Last week, Westminster Music Library held the second adult music workshop in our Behind the Lines series.  The focus of this three hour session was the composer Maurice Ravel and his musical output during and after WW1. Ravel - Adult Workshop 1

Ravel, and as a consequence his music, were deeply affected by three things during The Great War; his rejection from the army due to his diminutive stature, the death of his Mother, and his own failing health.  One of his greatest successes, Le Tombeau de Couperin, was completed near the end of the War. This suite for solo piano, influenced by the French Baroque composer François Couperin, was composed between 1914 and 1917, and is based on a traditional French Baroque suite, being made up of 18th century-style dance movements. Ravel dedicated each movement to the memory of his friends (or in one case, two brothers) who had died fighting in World War I.

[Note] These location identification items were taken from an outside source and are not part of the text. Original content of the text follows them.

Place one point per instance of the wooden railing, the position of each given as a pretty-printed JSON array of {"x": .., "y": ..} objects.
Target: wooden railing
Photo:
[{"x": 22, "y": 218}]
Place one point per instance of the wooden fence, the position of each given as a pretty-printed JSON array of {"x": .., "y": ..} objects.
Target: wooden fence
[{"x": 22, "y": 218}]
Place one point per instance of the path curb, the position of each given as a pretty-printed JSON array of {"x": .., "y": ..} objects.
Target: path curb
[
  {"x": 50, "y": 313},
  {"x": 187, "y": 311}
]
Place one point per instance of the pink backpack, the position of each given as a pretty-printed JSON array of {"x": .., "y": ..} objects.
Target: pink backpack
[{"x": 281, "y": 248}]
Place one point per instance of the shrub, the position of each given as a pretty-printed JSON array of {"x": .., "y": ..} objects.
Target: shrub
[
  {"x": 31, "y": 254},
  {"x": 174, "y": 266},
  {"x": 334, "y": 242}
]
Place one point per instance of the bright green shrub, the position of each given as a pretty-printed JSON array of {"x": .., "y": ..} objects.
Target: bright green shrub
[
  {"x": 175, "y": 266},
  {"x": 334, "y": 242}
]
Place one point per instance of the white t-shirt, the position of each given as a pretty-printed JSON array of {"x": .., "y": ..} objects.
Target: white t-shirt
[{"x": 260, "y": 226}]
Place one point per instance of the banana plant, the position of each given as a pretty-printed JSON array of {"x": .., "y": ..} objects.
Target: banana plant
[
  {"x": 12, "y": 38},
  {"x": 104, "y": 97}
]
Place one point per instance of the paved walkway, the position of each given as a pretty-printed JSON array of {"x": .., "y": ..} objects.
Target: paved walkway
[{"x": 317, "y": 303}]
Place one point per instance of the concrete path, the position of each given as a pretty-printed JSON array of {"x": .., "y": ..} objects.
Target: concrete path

During the workshop, this music was the centre-piece of the composition and performance by the participants and musicians.  Divided into two; the first group was  percussion-based with a variety of African drums, while the second was melodic with xylophone, marimba, and stringed instruments.  Taking as their inspiration Ravel’s Forlane – a transcription of an Italian folkdance from Le Tombeau de Couperin – the group joined together for a very exciting finale.  There was a lot to remember between entries, notes, and rhythms, but everyone played brilliantly and created a wonderful piece of music. Ravel - Adult Workshop 2

As well as Le Tombeau de Couperin, other Ravel works such as La Valse, Daphnis et Chloé, and Frontispice formed part of the group discussion on Ravel and his music.  The group had a chance to listen to a recording and study the score of Frontispice; written for two pianos five hands and at only a minute and a half long, everyone agreed that it is a great insight into Ravel’s thoughts and emotions during that time. Although short, it is clear that this great composer was struggling to come to terms with rejection, loss, and failure, and feelings of bleakness, anger, and confusion brought about by the horrors of the War. All our participants agreed that this workshop had been a great success, with lots of enthusiasm, inspiration and stimulating conversation. 

This session marks the end of our focus on Ravel for Behind the Lines, next year we turn our attention to the music of two giants of English music – Gustav Holst and Ralph Vaughan Williams. 

Behind the Lines Music workshop 05.10.13All the months of planning and preparations finally came to fruition last Saturday, when Westminster Music Library’s first workshop for Behind the Lines opened with a great deal of anticipation from participants, RPO musicians and library staff.

Saturday’s workshop – designed exclusively for older residents – coincided with Westminster’s Silver Sunday celebrations – organisations and community groups from around Westminster hosting free activities and events for older residents in the borough. OK so we were a day early but The Music Library always likes to stay ahead of the game.

This workshop centered on Elgar, that most English of composers, who in addition to composing many works during the Great War, also signed up as a Staff Inspector with the Hampstead Special Constabulary, filling in for those policemen who had enlisted to fight.

Behind the Lines Music workshop 05.10.13Two important compositions featured in the workshop; the cello concerto (this work has been described by some as a requiem, not just the mourning of so much destruction and loss of life in the war, but also mourning for the loss of an ideal – a way of life which had been so familiar to Elgar, both socially and artistically, which had been swept away), and For the fallen, one of the movements from The spirit of England, settings of three poems by Laurence Binyon, which would become Elgar’s most enduring work of the war years:

They shall not grow old, as we that are left grow old:
Age shall not weary them, nor the years condemn.
At the going down of the sun and in the morning
We will remember them

A moving tribute and a grand finale to our opening workshop.